En l’absence de recommandations nationales et de la diversité des situations, il n’est pas possible de dresser la liste exhaustive des pathologies nécessitant la réorientation vers un établissement de santé. En effet, certaines pathologies peuvent entraîner une contre-indication formelle de l’AAD, d’autres bénignes peuvent être sujettes à discussion avec votre sage-femme et/ou une équipe pluridisciplinaire, selon votre état général et la présence ou non de facteurs de comorbidité.

Quand la situation rend nécessaire un déclenchement ou une naissance par césarienne programmée mais aussi à chaque fois qu’une intervention médicale est proposée, il est intéressant d’aborder la question avec l’équipe chargée des soins sous l’angle de la balance bénéfice/risque et de l’urgence à intervenir.

Pour aider à une décision éclairée, l’outil BRAIN peut constituer une ressource sur laquelle s’appuyer.

Exemples de contre-indications strictes à l’AAD :

  • Gémellité
  • Diabète gestationnel non-stabilisé
  • Pré-éclampsie
  • Présentation autre que céphalique (siège, transverse…)
  • Terme de 41SA+6j dépassé
  • Troubles hypertensifs non-stabilisés
  • Portage du streptocoque B avec signes infectieux
  • Cholestase
  • Parfois : utérus cicatriciel (situation controversée)

En cas de désistement de votre sage-femme pour des raisons d’indisponibilité ou de divergences de vues, celle-ci doit, selon le cadre de la déontologie médicale, vous rediriger vers un.e autre professionnel.le de santé.

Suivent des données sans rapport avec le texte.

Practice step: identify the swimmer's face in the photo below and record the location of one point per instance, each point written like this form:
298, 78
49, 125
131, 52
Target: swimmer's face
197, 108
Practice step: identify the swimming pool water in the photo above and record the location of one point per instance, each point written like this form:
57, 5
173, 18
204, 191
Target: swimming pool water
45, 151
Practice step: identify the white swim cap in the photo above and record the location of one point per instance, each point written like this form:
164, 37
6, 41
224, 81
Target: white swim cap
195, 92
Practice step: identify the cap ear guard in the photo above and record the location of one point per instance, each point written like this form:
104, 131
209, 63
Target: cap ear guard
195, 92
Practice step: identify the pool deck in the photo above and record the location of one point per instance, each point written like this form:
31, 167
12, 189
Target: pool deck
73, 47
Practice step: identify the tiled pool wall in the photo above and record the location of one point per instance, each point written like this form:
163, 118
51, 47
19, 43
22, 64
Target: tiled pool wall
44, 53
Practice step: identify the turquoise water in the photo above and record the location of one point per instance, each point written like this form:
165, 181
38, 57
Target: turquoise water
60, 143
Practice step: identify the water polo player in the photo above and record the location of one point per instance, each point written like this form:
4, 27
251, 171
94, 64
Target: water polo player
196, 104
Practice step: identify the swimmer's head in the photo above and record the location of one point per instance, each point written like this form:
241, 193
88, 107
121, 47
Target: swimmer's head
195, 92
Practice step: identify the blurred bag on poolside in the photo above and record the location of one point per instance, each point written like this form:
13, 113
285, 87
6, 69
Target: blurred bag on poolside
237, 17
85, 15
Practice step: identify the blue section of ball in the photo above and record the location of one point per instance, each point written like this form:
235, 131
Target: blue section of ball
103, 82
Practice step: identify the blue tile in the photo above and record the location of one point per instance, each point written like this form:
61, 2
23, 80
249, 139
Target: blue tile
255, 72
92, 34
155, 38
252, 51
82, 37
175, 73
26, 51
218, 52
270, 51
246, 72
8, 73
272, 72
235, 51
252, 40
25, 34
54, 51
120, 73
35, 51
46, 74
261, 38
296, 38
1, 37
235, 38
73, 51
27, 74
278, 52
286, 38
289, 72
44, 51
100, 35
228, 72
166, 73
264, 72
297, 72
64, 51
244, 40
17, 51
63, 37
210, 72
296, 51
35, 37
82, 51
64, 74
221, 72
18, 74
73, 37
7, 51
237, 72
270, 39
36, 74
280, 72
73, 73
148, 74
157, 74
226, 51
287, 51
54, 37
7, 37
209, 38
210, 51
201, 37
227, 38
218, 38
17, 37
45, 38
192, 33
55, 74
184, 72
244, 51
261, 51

Transfert du dossier en maternité

Quand un projet d’accouchement à domicile n’est plus possible, la sage-femme adresse sa patiente à un centre hospitalier. La patiente prend alors rendez-vous pour ouvrir un dossier selon un suivi classique. Les rendez-vous médicaux sont assurés par l’équipe médicale locale. La préparation à l’accouchement peut être poursuivie avec las age-femme libérale si tel est le souhait du couple parental.

Est-ce l’abandon total du projet d’accouchement physiologique ?

L’abandon du projet d’AAD ne signifie pas automatiquement la renonciation à tout accouchement physiologique. Les protocoles variant d’un établissement à l’autre, il est possible que malgré des antécédents médicaux, vous puissiez néanmoins prétendre à un accouchement respectueux du rythme de votre corps et de celui de votre bébé. Nous vous invitons à vous renseigner et  à comparer les maternités proches de votre domicile.

Le projet de naissance permet d’établir une base de discussion à l’équipe que vous allez rencontrer. Si tous vos souhaits ne peuvent plus être pris en compte suivant votre état de santé, il peut vous servir à discuter des aménagements qui vous permettent de rencontrer votre enfant dans des conditions affectivement et cliniquement satisfaisantes. Vous pouvez, par exemple, le travailler avec votre sage-femme AAD afin de maintenir le lien avec votre projet initial.